Prepare the data by filtering for the four largest economies: China, Germany, Japan and USA.

The dataset has 5,275 entries.

# prepare data
big4 <- nations %>%
  filter(iso3c == "CHN" | iso3c == "DEU" | iso3c == "JPN" | iso3c == "USA") %>%
  arrange(year)

Check the data to comfirm filtering

view(big4)

Yes big4 has only 100 entries and only China, Germany, Japan and USA are the only countries appearing in the country column.
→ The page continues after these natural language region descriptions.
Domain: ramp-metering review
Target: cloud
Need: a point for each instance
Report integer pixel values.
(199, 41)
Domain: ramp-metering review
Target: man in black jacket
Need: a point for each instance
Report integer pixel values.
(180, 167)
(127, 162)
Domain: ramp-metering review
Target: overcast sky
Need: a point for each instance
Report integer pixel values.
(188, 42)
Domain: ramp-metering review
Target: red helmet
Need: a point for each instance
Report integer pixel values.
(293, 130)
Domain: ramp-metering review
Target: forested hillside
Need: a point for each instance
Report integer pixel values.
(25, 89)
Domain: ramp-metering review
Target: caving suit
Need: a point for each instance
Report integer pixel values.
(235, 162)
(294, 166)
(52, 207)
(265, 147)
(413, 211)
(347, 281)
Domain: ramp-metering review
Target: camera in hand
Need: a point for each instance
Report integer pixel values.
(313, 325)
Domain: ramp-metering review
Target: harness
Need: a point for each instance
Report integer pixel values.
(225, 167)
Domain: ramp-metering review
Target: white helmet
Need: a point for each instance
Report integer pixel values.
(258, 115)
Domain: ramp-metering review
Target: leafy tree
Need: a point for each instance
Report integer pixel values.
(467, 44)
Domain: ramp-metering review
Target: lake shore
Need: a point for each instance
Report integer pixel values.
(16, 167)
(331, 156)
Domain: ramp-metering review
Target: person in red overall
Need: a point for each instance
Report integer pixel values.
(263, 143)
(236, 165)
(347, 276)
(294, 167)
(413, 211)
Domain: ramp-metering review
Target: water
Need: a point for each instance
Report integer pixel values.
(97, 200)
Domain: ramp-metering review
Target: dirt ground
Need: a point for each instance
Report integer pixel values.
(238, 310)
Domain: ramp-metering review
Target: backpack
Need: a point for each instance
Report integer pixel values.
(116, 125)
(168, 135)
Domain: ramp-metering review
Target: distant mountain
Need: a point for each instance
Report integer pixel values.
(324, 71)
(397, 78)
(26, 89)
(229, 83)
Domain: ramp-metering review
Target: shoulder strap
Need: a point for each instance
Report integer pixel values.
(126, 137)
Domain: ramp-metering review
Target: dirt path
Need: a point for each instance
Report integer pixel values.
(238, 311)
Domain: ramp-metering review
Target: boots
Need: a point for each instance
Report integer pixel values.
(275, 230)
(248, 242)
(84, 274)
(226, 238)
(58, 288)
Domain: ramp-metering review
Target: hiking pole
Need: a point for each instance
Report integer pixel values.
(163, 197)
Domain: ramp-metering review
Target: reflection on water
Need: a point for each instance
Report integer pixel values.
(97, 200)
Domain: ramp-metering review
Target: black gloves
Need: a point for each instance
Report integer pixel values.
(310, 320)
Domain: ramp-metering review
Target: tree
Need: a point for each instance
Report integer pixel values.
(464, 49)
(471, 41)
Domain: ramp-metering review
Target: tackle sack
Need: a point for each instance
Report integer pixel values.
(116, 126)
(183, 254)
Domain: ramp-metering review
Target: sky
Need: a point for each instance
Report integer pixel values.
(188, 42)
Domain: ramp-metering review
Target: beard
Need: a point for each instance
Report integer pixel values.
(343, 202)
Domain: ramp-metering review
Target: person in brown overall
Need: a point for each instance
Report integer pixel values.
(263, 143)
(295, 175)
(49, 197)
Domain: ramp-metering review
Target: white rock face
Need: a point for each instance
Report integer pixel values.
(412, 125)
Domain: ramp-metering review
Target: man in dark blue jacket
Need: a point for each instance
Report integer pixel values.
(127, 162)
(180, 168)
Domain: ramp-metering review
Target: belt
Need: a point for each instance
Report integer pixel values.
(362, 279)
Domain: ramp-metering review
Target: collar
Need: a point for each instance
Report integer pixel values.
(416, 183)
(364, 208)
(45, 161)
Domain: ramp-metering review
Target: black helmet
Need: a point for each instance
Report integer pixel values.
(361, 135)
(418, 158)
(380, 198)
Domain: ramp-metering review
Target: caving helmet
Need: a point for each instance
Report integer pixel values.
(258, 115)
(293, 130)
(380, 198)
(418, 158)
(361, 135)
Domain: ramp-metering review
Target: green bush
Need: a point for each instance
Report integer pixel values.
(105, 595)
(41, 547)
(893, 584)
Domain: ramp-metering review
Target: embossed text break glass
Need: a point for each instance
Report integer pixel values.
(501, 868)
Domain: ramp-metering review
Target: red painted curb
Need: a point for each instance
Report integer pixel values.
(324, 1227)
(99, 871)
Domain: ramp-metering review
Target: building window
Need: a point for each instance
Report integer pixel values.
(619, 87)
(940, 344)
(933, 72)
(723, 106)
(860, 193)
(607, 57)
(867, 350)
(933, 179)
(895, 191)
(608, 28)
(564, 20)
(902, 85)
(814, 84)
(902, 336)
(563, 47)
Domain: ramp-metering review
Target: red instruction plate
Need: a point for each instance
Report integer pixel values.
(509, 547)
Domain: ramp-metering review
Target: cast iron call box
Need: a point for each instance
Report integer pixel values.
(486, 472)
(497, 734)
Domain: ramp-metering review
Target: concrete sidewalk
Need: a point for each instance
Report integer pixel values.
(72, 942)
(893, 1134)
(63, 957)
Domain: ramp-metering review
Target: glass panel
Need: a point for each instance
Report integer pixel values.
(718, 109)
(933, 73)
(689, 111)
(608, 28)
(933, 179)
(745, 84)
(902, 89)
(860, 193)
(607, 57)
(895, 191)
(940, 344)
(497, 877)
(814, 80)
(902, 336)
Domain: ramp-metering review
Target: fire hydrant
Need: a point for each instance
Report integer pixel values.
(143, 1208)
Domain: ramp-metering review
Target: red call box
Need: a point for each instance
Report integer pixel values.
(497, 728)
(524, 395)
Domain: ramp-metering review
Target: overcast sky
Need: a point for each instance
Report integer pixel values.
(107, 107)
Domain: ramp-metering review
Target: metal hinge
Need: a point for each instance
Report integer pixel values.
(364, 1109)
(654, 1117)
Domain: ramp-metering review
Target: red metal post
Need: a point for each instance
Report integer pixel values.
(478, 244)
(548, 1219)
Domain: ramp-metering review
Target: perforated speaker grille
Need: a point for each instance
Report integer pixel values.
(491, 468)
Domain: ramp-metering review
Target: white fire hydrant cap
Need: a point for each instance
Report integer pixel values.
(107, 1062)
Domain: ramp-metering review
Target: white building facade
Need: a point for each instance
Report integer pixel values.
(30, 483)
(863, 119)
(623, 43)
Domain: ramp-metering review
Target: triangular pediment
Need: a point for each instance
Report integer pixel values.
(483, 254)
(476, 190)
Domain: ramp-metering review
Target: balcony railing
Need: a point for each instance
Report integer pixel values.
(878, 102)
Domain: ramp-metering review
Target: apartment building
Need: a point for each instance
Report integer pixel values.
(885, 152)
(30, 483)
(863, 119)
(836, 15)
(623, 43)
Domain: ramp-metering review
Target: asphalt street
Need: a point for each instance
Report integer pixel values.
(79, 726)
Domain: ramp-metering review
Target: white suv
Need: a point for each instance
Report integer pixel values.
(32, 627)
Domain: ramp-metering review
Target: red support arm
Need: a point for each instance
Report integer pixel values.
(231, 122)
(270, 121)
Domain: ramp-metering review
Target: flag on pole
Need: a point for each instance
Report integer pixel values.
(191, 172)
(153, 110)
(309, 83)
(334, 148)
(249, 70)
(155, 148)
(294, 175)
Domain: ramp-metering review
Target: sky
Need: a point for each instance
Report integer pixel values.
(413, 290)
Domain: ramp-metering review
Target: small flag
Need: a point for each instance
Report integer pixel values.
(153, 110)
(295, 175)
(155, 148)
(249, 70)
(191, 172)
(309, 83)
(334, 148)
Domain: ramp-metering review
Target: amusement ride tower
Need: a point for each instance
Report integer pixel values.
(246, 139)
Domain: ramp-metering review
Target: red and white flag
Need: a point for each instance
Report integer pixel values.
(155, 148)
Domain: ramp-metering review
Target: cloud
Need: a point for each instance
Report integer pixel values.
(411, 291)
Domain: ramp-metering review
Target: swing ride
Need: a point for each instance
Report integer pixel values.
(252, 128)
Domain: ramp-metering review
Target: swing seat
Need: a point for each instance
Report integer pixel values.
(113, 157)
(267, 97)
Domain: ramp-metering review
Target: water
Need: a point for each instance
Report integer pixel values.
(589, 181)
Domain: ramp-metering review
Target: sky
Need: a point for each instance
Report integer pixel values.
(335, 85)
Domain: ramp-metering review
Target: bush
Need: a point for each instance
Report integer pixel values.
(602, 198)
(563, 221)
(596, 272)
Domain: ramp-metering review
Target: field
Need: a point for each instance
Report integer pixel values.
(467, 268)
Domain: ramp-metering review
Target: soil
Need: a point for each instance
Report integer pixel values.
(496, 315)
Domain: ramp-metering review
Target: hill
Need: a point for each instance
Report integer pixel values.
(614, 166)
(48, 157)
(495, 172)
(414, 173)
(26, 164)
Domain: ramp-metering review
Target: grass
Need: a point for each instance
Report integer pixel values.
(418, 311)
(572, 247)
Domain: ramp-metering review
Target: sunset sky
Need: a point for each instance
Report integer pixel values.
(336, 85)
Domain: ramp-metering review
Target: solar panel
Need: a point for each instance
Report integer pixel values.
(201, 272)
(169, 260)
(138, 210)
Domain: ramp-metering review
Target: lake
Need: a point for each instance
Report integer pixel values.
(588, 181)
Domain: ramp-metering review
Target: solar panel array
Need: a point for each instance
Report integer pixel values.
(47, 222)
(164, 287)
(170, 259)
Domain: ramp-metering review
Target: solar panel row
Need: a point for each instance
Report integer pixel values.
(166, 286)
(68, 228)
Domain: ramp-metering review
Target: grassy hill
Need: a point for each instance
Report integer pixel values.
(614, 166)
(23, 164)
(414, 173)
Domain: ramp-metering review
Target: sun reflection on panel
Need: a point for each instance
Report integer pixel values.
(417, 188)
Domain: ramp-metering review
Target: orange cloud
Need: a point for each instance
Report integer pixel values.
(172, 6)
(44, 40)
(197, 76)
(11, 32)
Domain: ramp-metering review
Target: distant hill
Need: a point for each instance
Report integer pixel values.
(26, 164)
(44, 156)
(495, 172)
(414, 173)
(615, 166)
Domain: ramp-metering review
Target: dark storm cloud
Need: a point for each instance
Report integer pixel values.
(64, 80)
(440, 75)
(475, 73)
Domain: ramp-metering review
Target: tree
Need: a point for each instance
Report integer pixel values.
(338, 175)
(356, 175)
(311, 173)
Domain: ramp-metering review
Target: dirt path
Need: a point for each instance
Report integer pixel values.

Plot big-4 against birth_rate.

# basic symbol-and-line chart, default settings
highchart() %>%
  hc_add_series(data = big4,
                   type = "line", hcaes(x = year,
                   y = birth_rate, 
                   group = country))

#Use a ColorBrewer palette

Use 4 colors from “set1”

# define color palette
cols <- brewer.pal(4, "Set1")

highchart() %>%
  hc_add_series(data = big4,
                   type = "line", hcaes(x = year,
                   y = birth_rate, 
                   group = country)) %>%
  hc_colors(cols)

Add axis labels

highchart() %>%
  hc_add_series(data = big4,
                   type = "line",
                   hcaes(x = year,
                   y = birth_rate, 
                   group = country)) %>%
  hc_colors(cols) %>%
  hc_xAxis(title = list(text="Year")) %>%
  hc_yAxis(title = list(text="birth_rate"))

Add a title

highchart() %>%
  hc_add_series(data = big4,
                   type = "line",
                   hcaes(x = year,
                   y = birth_rate, 
                   group = country)) %>%
  hc_colors(cols) %>%
  hc_xAxis(title = list(text="Year")) %>%
  hc_yAxis(title = list(text="birth_rate"))%>%
  hc_title(
    text = "Birth rates in the four largest economies of the world",
    margin = 20,
    align = "left",
    style = list(color = "#22A884", useHTML = TRUE)
    )

Conclusion

The data shows that the birth rates of Japan and Germany have been low since 1990 and have continued to drop. However, the birth rates of China and the USA have been higher than the rates in Germany and Japan during this period. Notably the rate in China was much higher in 1990 but it started to fall drastically, probably because of the one-child policy and it fell below the USA birth rate in the year 2000. Thereafter, the Chinese birth rate started to flatten and in 2014 it was similar to the USA birth rate which had been falling steadily. The flattened curve of the Chinese birth rate was probably due to the more recent relaxation of child birth policy in the country.